Suç örgütü üzerine genel değerlendirmenin yapıldığı gerekçeli kararda, 24 Ekim 2004’de Trabzon’da McDonalds’a yönelik bombalı saldırı, 19 Ocak 2007’de Hrant Dink’in öldürülmesi ve 24 Ocak 2007’de yazar Orhan Pamuk’un tehdit edilmesi eylemleri nezdinde konuya yaklaşıldığı ve yargılama sürecindeki beyanlarla delillerin bir arada değerlendirildiği belirtildi.
‘HAYAL’İN SİYASİ SAİKLERLE KURDUĞU TEŞEKKÜL ÖRGÜTE DÖNÜŞTÜ’
Kararda, “Yasin Hayal’in siyasi saiklerle suç işlemek için oluşturduğu teşekkülün zaman içerisinde diğer sanıkların da katılımıyla belirsiz tür ve sayıda suçları işlemek üzere, süreklilik gösteren, hiyerarşik düzen içerisinde çalışan ve iş bölümüne dayalı örgütsel bir yapıya dönüştüğü anlaşılmıştır” denildi.
Yasin Hayal’in dosyanın bütününe yansıyan savunmalarına göre, belirtilen durumun tevil yollu ikrarı mahiyetinde olduğunun kabul edilebileceği ve Hayal’in üzerine atılı “silahlı terör örgütüne üyelik” suçundan beraat kararı verilmişse de varlığı mahkemece kabul edilen örgütün yöneticisi olduğunun kabul edildiği aktarılan kararda, şu ifadelere yer verildi:
“Suçla korunan kamu düzeni, suçla korunan hukuki yarar, sanığın örgütü sevk ve idaresindeki etkinliği, yöneticisi olduğu örgütün amaçları doğrultusunda gerçekleştirilen eylemlerin niteliği, örgütün varlığının kamu düzeninde oluşturduğu tehlike, somut dünyaya yansıyan eylemlerin kapsamı, kastının yoğunluğu, örgüt içerisindeki konum ve faaliyetlerinin ağırlığı, ‘somut dosya için suç örgütünün (terör) varlığı tartışması’ başlıklı bölümde anlatılan hususlardaki bölüm de dikkate alınarak TCK 220/1-3 fıkrası uyarınca ‘silahlı suç örgütünün kurulması/yönetilmesi’ suçundan, teşdiden üst hadden cezalandırılması yoluna gidilmiştir.”

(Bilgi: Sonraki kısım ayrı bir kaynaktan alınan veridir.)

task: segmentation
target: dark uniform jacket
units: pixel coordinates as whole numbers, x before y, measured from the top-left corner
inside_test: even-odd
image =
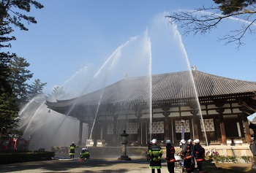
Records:
[[[181,155],[183,159],[190,159],[191,155],[191,148],[188,144],[184,144],[181,146]]]
[[[150,158],[150,165],[151,169],[160,169],[161,158],[162,155],[162,148],[156,144],[153,144],[148,150],[148,157]]]
[[[167,162],[176,161],[174,154],[175,154],[174,147],[171,146],[170,144],[167,144],[166,145],[166,158],[165,158]]]
[[[205,153],[202,151],[202,146],[200,144],[195,144],[194,145],[195,156],[197,161],[204,161]]]

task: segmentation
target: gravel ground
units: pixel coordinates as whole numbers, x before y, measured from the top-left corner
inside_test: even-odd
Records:
[[[163,161],[162,173],[167,173],[167,164]],[[117,158],[91,158],[86,161],[78,158],[53,159],[47,161],[26,162],[12,164],[0,164],[0,172],[39,173],[39,172],[127,172],[151,173],[149,162],[145,158],[133,158],[132,161],[118,161]],[[181,172],[176,169],[176,173]]]

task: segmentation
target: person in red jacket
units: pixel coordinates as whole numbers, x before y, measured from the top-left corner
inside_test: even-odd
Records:
[[[150,158],[149,168],[151,169],[151,173],[155,173],[155,169],[157,169],[157,173],[161,173],[161,158],[162,155],[162,148],[157,145],[157,140],[152,139],[152,145],[148,150],[148,158]]]
[[[184,139],[181,140],[181,156],[184,161],[184,167],[185,170],[187,170],[187,173],[192,172],[192,165],[191,165],[191,148],[190,146],[186,142]]]
[[[200,140],[196,139],[194,142],[195,153],[195,161],[197,161],[197,169],[199,169],[199,173],[203,173],[202,164],[205,160],[205,151],[204,148],[200,145]]]
[[[170,173],[174,173],[174,164],[176,161],[174,154],[175,154],[175,148],[170,144],[170,140],[166,140],[166,161],[167,161],[167,166],[168,169],[168,172]]]

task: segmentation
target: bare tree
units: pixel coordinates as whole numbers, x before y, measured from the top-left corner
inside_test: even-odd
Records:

‘SAVUNMASI PİŞMANLIK İÇERMEDİĞİ İÇİN TUNCEL’İN CEZASINDA İNDİRİM YAPILMADI’
Sanıklardan Erhan Tuncel’in, “tasarlayarak ve bomba kullanarak kasten öldürmeye teşebbüs, mala zarar vermek, silahlı suç örgütüne üye olmak ve kasten öldürmeye yardım” suçlarından toplam 99 yıl 6 ay hapisle cezalandırılmasının gerekçesi de, tek tek eylemler yönünden anlatıldı.
Gerekçeli kararda, mahkumiyet hükümleri ve genel olarak “örgüt üyeliği” suçuyla ilgili yapılan izahatın birlikte değerlendirilmesi sonucu Tuncel’in, örgüt lideri Yasin Hayal’in oluşturduğu suç örgütüne dahil olarak örgüt menfaatine faaliyetlerde bulunduğu ifade edildi.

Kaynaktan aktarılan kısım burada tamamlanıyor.